Dewey Wright's company drills the North Carolina peaks.

The mountains of northwest North Carolina and northeast Tennessee are beautiful, but they can be tough on water well drillers. Narrow, winding roads, steep drop-offs and deep wells all present formidable challenges.

In 1996, Dewey Wright Well and Pump Co. of Boone, N.C., finally had enough of the trouble its drill rig was experiencing. “It required a whole lot more maintenance than we liked. We were trying to get away from the maintenance problems we were having,” explains owner Dewey Wright Jr., who has taken over the day-to-day operation from the company's founder and his father, Dewey Sr.

Jerry Sherman of Rotary Drilling Equipment, Olyphant, Pa., was instrumental in bringing a new era to Wright. Sherman introduced Wright to the Driltech T25KW drilling rig. “We liked the way it operated and the way it broke out of the hole,” Wright tells us. The company now runs five of the rigs.

Maintenance Concerns

The maintenance issue is important for any equipment operator; with a family-owned business such as Dewey Wright Well and Pump, it can make the difference between a successful year and one that's much less so. “If you've got a lot of projects to do, you sure don't want to be working on the rig because it costs you a lot of time and you're spending money on parts.

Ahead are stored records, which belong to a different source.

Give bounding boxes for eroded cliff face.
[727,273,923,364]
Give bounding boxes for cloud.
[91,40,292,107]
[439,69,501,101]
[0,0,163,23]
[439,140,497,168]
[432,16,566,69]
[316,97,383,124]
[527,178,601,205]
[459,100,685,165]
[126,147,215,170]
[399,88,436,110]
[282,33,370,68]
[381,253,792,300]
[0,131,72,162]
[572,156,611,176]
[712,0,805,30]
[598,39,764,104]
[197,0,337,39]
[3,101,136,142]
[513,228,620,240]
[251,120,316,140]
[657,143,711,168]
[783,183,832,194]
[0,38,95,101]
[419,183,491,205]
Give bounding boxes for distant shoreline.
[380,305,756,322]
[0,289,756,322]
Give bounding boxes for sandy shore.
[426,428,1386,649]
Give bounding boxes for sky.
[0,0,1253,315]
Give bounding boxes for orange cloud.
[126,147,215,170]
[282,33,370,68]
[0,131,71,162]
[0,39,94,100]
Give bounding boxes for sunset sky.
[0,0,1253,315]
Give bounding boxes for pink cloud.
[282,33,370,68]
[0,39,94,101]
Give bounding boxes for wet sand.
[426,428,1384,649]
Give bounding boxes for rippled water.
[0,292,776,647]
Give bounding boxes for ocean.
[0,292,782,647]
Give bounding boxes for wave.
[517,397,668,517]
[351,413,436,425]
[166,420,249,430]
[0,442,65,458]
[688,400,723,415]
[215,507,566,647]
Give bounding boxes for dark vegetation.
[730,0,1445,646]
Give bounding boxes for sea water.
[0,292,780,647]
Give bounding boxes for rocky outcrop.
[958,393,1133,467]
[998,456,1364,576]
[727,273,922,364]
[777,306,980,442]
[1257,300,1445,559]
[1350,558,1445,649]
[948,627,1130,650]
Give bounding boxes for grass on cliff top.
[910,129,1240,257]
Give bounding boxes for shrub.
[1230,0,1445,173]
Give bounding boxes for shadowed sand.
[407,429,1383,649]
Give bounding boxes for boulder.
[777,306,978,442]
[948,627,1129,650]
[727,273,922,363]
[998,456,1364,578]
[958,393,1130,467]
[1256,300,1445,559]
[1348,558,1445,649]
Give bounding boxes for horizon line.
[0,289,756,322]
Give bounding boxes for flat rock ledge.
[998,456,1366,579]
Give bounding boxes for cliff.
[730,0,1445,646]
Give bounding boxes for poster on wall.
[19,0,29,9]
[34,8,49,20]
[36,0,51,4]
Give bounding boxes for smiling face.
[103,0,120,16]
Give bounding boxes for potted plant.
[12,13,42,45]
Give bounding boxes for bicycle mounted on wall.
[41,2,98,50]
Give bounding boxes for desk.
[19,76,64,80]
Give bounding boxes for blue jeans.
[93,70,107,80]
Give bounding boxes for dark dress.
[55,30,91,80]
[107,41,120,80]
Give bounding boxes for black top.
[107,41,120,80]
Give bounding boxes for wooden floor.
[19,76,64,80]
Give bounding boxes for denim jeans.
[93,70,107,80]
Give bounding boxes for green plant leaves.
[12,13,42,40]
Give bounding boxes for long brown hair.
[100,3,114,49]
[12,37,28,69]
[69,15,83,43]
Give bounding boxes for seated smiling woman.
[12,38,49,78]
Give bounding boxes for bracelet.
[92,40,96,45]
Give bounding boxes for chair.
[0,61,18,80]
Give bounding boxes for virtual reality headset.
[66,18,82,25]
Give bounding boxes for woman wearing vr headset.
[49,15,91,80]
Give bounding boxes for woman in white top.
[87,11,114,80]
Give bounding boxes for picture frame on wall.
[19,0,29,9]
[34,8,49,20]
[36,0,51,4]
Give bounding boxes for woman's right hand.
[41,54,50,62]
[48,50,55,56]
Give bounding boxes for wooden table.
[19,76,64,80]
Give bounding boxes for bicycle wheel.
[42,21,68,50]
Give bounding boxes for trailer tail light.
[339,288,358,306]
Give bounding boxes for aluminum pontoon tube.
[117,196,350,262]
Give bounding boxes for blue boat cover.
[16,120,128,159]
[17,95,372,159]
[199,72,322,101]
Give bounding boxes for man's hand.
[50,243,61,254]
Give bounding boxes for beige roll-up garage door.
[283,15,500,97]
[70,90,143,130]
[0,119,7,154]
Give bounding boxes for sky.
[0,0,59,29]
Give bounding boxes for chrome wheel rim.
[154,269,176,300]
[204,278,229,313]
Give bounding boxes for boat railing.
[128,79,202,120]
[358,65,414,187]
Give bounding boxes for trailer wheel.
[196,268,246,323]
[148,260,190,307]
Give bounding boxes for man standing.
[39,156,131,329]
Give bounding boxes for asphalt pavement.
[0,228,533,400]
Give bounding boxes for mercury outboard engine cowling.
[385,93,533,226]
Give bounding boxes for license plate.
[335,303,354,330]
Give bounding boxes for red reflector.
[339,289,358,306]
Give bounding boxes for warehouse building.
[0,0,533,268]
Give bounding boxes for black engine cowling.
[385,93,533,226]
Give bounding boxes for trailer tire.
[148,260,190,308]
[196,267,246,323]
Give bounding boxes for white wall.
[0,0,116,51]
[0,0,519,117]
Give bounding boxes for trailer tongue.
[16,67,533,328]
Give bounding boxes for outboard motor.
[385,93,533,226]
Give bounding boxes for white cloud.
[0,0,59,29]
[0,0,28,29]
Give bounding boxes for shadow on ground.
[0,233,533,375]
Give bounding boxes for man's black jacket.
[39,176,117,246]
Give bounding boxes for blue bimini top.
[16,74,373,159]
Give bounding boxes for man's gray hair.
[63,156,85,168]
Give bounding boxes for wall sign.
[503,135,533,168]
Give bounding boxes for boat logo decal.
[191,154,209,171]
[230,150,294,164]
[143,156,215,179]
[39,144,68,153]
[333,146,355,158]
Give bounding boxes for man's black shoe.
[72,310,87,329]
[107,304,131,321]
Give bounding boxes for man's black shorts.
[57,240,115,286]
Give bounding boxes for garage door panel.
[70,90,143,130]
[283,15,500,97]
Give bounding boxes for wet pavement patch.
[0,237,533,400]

We haven't needed many repairs even to the original rig we bought in 1996,” Wright says.

Wright's project types break down thus: 95 percent residential water wells and 5 percent small commercial or municipal wells. The company also drills monitoring wells around underground gasoline storage tanks and has done a fair amount of drilling for the installation of residential geothermal heating and cooling earth loops. When a water well driller is parking his rig in someone's backyard, particularly in the mountainous terrain in which Wright operates, it's vital that the drilling rig be well-engineered and operator-friendly.

“That was the problem with the other units we were using. They started making them with such big derricks on them, and they became too top-heavy in this mountainous region. We needed something not quite so top-heavy,” Wright explains.

A good water well drilling crew can finish most residential jobs in a day, going down 500 feet to 600 feet. But when the drillers encounter thick clay, gravel and even boulders over solid bedrock, they need equipment that's equal to the challenge. The deepest hole drilled with a Driltech rig has been 1,200 feet. “That's pretty deep,” Wright says in his laid-back North Carolina accent.

Rig Features

The T25KW is manufactured by Sandvik Mining and Construction's Driltech product group in Alachua, Fla. It is a truck-mounted, top-drive water well drill. Pullback is up to 30,000 pounds with a typical application of 6-inch holes to a depth of 600 feet. The rig features a carousel loader and up to 640 feet of drill pipe. The drill table has a 20-inch opening for large casing. The T25KW is designed for the contractor working in areas with hard rock formations such as granite that requires maximum productivity. An optional mud pump adds capability to mud rotary drill.

All these features have been vital to keeping Dewey Well and Pump Co. up and running in the Appalachian Mountains, where tough work sites are the norm. In fact, there is one area of North Carolina, called North Cove, where other drilling companies don't even like to go. To be accurate, they may go once or twice, and then beg off from further jobs after having to deal with everything from caves to quicksand. Wright is happy to step in and help his customers get their water wells drilled.

Dewey Wright Sr. got into the water well business in 1961, after learning the industry by working for a local company that made well-drilling tools. He founded Dewey Wright Well and Pump and was its driving force for many years, until he let his sons, Dewey Jr. and John, help take over. Now the elder Wright comes in to the office three to four hours a day, down from the 15 hours a day he typically used to work. Even the two brothers don't spend much time on work sites anymore, leaving that part of the business to the company's 35 employees. Drilling season normally lasts nine to 10 months. The rest of the time, employees retool and rest while watching the snow fall in the mountains.